Johnson believes there is little pressure internally or externally to provide due process for the accused, which is why he welcomed the DeVos regulations and is wary of Biden’s.

Brodsky, however, sees the DeVos regulations as pushing a one-size-fits-all disciplinary model on colleges and believes many of the lawsuits brought by the accused are questionable cases.

“I don’t think that they are succeeding because they are, in fact, meritorious. I think they are succeeding because courts are unusually sympathetic to them. I think that they are succeeding because they tap into a cultural narrative that the Me Too movement has gone too far and the real victims of sexual harassment are falsely accused men, which I obviously do not think is true. But I think that you can see that instinct at the heart of a lot of the opinions in these cases,” Brodsky said.
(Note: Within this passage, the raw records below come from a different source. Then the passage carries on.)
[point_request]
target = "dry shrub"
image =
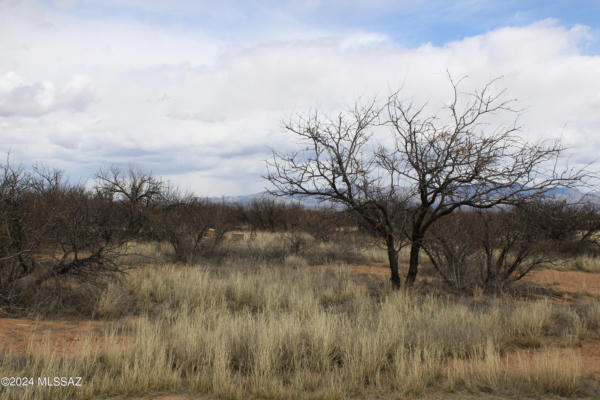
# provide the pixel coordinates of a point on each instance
(288, 333)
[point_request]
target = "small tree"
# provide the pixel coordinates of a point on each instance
(435, 167)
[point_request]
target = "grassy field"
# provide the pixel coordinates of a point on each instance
(286, 331)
But will Biden’s proposed changes usher in a new era of reverse Title IX lawsuits, in which the accused claim to have been wronged in the investigatory process? Sokolow is skeptical.

“I think the regulations cleverly defer to the courts. It says we’re going to establish a floor, a baseline of procedural protections, and then based on your jurisdiction, on state laws, on federal court rulings, you’ll want to amp your level of procedural protections accordingly,” Sokolow said.

What’s more likely, Sokolow suggested, is that as certain rules around due process change under the proposed regulations, states will act on their own, enshrining protections into law.